Here, bear and everywhere

15th June 2007 at 01:00
THE BEST way to learn about people and places is to visit the second and talk to the first - and in the end that is what the infants at Knock Primary on the Isle of Lewis did. But first they sent an envoy, several months earlier, to explore the big city and make sure the natives were friendly.

His name was Seoras, the Gaelic equivalent of George, which funnily enough was also the name of the emissary the Primary 2 pupils at Hutchesons'

Grammar School in Glasgow sent to Knock in exchange.

The two Georges were teddy bears, and both survived their ad-ventures to come home safe again.

"Our George spent the night on a lighthouse on Lewis," says Hutchesons'

teacher Jill Heywood.

"He went on a helicopter trip with the coastguard, who was the dad of one of the Knock pupils.

"That led to discussions with my kids about what dads did and using coastguards in a city."

Each day brought something new as the bears accompanied different pupils home in the evening, pursuing activities that the kids then described in emails and a blog set up specifically for them.

"George went home with one child who lived on a farm and had a pet Highland cow," says Ms Heywood. "Ours have pet dogs, goldfish and hamsters. So that was something different.

"He went to the pier and looked in the lobster pots, walked on the beach and explored the caves.

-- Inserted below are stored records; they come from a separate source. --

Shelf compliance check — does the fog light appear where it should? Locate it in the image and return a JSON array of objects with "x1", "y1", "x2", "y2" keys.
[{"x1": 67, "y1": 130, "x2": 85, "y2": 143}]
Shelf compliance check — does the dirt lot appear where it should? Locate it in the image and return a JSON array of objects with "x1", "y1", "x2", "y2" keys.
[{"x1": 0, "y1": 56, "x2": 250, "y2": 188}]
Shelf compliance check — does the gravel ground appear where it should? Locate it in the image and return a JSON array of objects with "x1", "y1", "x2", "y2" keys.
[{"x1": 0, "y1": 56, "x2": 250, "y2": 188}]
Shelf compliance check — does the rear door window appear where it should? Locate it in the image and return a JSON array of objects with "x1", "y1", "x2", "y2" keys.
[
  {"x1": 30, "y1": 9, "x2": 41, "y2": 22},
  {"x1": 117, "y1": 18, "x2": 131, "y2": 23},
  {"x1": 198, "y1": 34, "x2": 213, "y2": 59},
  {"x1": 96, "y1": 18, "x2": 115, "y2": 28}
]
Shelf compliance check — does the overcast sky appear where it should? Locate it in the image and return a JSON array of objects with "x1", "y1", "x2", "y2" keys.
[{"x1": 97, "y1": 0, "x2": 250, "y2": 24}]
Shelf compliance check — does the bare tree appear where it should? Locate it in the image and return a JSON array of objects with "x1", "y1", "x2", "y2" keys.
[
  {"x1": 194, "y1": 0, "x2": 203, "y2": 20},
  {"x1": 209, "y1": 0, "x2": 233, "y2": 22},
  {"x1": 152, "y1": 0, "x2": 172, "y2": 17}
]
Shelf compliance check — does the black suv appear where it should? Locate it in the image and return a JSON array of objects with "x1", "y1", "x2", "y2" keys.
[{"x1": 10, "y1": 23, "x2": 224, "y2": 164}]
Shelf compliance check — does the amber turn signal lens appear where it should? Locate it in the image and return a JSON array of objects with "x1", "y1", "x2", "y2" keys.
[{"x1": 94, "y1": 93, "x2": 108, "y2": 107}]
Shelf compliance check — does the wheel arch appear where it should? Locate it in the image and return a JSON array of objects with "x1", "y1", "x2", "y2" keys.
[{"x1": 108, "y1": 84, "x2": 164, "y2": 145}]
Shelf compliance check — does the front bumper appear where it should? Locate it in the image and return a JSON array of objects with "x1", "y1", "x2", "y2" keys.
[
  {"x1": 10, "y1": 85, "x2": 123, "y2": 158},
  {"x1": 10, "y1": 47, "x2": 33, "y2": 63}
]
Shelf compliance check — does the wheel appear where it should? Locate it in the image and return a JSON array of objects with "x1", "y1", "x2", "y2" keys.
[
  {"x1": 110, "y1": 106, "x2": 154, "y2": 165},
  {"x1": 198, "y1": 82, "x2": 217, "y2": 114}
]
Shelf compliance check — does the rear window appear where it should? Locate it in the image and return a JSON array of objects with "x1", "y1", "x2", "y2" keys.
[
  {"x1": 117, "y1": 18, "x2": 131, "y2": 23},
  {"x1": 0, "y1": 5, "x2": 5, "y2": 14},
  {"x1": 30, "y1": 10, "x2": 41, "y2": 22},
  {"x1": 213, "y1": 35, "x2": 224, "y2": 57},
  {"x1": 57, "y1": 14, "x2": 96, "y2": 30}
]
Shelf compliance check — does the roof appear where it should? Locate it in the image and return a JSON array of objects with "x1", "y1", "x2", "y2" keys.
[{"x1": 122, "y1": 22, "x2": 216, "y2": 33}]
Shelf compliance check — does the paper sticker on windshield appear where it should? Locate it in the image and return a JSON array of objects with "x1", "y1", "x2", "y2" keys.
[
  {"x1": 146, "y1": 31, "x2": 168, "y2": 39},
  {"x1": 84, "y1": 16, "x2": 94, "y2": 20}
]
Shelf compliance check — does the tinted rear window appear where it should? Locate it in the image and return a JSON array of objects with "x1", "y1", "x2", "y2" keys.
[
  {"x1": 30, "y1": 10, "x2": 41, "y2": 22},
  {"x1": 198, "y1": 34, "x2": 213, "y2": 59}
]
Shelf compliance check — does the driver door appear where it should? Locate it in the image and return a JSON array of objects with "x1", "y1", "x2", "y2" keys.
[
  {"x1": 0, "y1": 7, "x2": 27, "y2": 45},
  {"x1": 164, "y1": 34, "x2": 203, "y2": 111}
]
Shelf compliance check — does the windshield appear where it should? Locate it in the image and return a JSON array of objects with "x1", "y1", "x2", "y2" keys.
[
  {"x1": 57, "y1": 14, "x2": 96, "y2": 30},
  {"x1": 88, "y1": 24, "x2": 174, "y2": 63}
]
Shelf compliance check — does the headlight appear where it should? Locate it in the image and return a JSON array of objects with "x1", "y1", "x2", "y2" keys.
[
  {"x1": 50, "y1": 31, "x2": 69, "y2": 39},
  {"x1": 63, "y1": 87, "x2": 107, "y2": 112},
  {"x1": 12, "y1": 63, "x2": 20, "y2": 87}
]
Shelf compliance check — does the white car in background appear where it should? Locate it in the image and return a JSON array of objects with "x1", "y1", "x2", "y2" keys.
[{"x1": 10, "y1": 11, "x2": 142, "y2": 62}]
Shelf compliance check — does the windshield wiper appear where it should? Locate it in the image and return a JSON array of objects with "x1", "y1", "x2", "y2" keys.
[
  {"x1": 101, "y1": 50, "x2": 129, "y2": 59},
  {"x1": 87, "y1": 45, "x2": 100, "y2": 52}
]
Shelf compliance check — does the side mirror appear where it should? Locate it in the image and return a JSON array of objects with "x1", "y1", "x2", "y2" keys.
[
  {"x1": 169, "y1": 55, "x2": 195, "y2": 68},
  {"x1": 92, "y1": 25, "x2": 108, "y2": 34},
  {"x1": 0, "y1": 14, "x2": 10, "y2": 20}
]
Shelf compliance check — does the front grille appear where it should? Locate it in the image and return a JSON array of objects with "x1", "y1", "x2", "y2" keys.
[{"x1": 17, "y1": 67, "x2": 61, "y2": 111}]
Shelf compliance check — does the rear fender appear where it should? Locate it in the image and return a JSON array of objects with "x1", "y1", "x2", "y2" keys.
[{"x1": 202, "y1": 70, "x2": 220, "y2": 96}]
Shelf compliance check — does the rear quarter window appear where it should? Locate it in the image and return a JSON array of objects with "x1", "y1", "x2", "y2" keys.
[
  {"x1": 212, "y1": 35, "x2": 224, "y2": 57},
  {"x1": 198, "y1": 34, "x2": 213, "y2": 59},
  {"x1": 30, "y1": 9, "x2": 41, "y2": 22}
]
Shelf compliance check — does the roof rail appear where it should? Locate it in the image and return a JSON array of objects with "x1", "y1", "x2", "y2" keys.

"So we talked about what the kids can see when they look through their classroom windows. We see tenement buildings and big red double-decker buses. They see sheep in fields and sand dunes leading down to the sea."

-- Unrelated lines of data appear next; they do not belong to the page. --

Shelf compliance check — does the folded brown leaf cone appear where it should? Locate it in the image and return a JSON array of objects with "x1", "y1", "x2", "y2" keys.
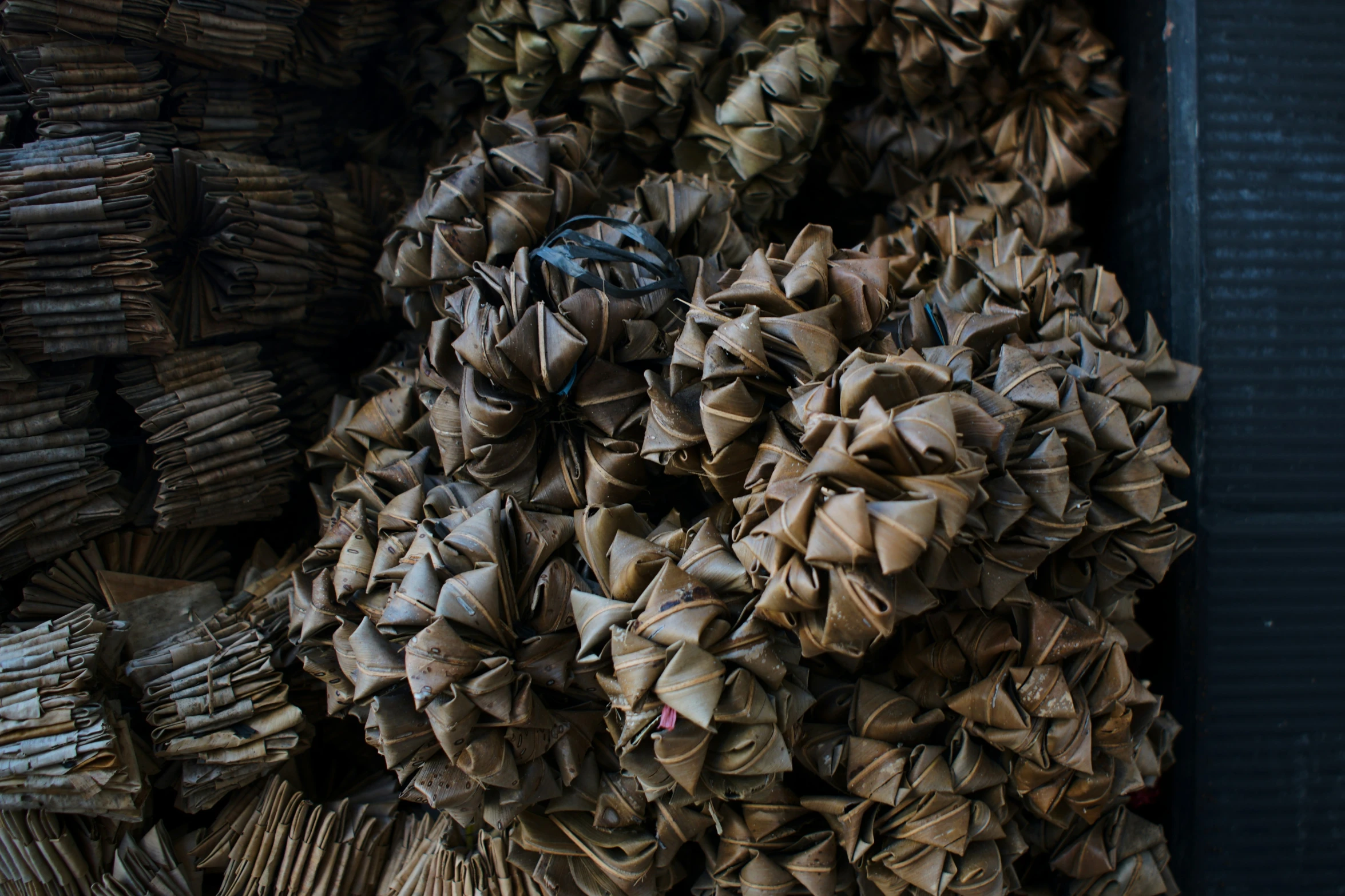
[{"x1": 673, "y1": 13, "x2": 839, "y2": 220}]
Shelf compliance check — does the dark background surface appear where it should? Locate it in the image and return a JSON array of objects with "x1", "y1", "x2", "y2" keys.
[{"x1": 1074, "y1": 0, "x2": 1345, "y2": 896}]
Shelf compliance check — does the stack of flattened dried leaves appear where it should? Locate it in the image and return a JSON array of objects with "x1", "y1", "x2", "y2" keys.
[
  {"x1": 9, "y1": 528, "x2": 233, "y2": 623},
  {"x1": 0, "y1": 365, "x2": 125, "y2": 583},
  {"x1": 0, "y1": 606, "x2": 149, "y2": 822},
  {"x1": 0, "y1": 810, "x2": 199, "y2": 896},
  {"x1": 189, "y1": 771, "x2": 402, "y2": 896},
  {"x1": 125, "y1": 556, "x2": 312, "y2": 811},
  {"x1": 5, "y1": 39, "x2": 177, "y2": 161},
  {"x1": 0, "y1": 132, "x2": 175, "y2": 361},
  {"x1": 117, "y1": 343, "x2": 295, "y2": 529}
]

Young Seoras, meanwhile, was sending daily dispatches back to Knock, says Primary 12 teacher Ann-Marie Mitchell.

"My kids were meant to be learning about Glasgow, and they did. But it made them think more about their own way of life.

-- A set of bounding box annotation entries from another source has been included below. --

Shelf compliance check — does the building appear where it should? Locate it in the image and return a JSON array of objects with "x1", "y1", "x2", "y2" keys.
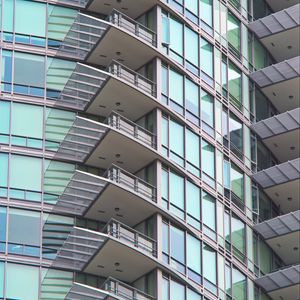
[{"x1": 0, "y1": 0, "x2": 300, "y2": 300}]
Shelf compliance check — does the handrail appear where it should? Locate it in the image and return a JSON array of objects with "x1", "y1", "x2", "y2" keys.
[
  {"x1": 105, "y1": 111, "x2": 156, "y2": 148},
  {"x1": 101, "y1": 277, "x2": 155, "y2": 300},
  {"x1": 103, "y1": 164, "x2": 156, "y2": 202},
  {"x1": 107, "y1": 9, "x2": 157, "y2": 47},
  {"x1": 107, "y1": 60, "x2": 156, "y2": 97}
]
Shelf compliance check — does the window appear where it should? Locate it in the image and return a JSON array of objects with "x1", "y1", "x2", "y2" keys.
[
  {"x1": 6, "y1": 263, "x2": 39, "y2": 300},
  {"x1": 8, "y1": 208, "x2": 40, "y2": 256}
]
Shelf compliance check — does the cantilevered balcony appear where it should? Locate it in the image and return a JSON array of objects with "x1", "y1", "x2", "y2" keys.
[
  {"x1": 56, "y1": 112, "x2": 159, "y2": 173},
  {"x1": 53, "y1": 61, "x2": 157, "y2": 120},
  {"x1": 250, "y1": 56, "x2": 300, "y2": 112},
  {"x1": 253, "y1": 158, "x2": 300, "y2": 213},
  {"x1": 49, "y1": 166, "x2": 157, "y2": 226},
  {"x1": 266, "y1": 0, "x2": 299, "y2": 11},
  {"x1": 252, "y1": 108, "x2": 300, "y2": 162},
  {"x1": 52, "y1": 220, "x2": 157, "y2": 282},
  {"x1": 65, "y1": 277, "x2": 154, "y2": 300},
  {"x1": 249, "y1": 1, "x2": 300, "y2": 61},
  {"x1": 256, "y1": 265, "x2": 300, "y2": 300},
  {"x1": 254, "y1": 210, "x2": 300, "y2": 265},
  {"x1": 59, "y1": 9, "x2": 157, "y2": 69}
]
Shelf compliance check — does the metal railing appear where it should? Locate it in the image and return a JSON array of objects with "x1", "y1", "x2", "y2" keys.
[
  {"x1": 101, "y1": 277, "x2": 155, "y2": 300},
  {"x1": 106, "y1": 112, "x2": 156, "y2": 149},
  {"x1": 103, "y1": 165, "x2": 156, "y2": 202},
  {"x1": 103, "y1": 219, "x2": 157, "y2": 257},
  {"x1": 108, "y1": 60, "x2": 156, "y2": 97},
  {"x1": 108, "y1": 9, "x2": 157, "y2": 47}
]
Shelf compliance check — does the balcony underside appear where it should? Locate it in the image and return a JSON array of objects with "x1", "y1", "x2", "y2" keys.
[
  {"x1": 85, "y1": 24, "x2": 157, "y2": 70},
  {"x1": 252, "y1": 108, "x2": 300, "y2": 162},
  {"x1": 266, "y1": 0, "x2": 299, "y2": 11},
  {"x1": 65, "y1": 283, "x2": 112, "y2": 300},
  {"x1": 53, "y1": 171, "x2": 157, "y2": 226},
  {"x1": 253, "y1": 158, "x2": 300, "y2": 213},
  {"x1": 256, "y1": 265, "x2": 300, "y2": 300},
  {"x1": 249, "y1": 4, "x2": 300, "y2": 61},
  {"x1": 87, "y1": 0, "x2": 157, "y2": 19},
  {"x1": 254, "y1": 211, "x2": 300, "y2": 265},
  {"x1": 52, "y1": 227, "x2": 158, "y2": 282},
  {"x1": 86, "y1": 75, "x2": 158, "y2": 120},
  {"x1": 250, "y1": 56, "x2": 300, "y2": 113}
]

"They were excited that Seoras was going to the cinema and the theatre, and they wished they could go too. Then they noticed the Glasgow kids were just as excited about our beaches, lambs and quad bikes. "It made them think more about what they had."

The project taught both sets of children a great deal about using technology.

"Each night one pupil would take Seoras home, along with our digital camera," says Jill Heywood.

"They emailed the photos they took to the school. The following day the class would look at them and put them on the blog. The kids amazed me with the amount they learned about handling photos, attaching them to emails, and uploading them to blogs.

"They are wee six-year-olds. It was incredible."

Besides ICT, the project also helped develop the capacities specified in the new curriculum, says Ms Hey-wood, particularly confidence and successful learning. "I talked them through it at first," she says. "Then they took a lot of decisions themselves.

"It was their responsibility to decide where they would take the teddy, then get the photos and put them on the blog.

"There was a lot of creative thinking. As time went by they became very confident and independent wee people."

The Knock Primary pupils were motivated to do a great deal of writing as the project progressed, says Ann-Marie Mitchell. At the end, all seven of them flew to Glasgow to take George back and bring Seoras home.

"We hired a coach and went around the city with the Hutchesons' class. We saw the Cathedral, and the Kelvingrove and Transport museums. Then they took us to their school. The number of pupils in the play-ground overwhelmed my kids."

The project is now over for this year, says Ms Heywood. "It was a great success. I will probably go to Lewis in the summer and talk about where we go next with George and Seoras."

Their destinations might not yet be decided but the educational literature shows that once teddy bears get a taste for travel, it's hard to keep them at home.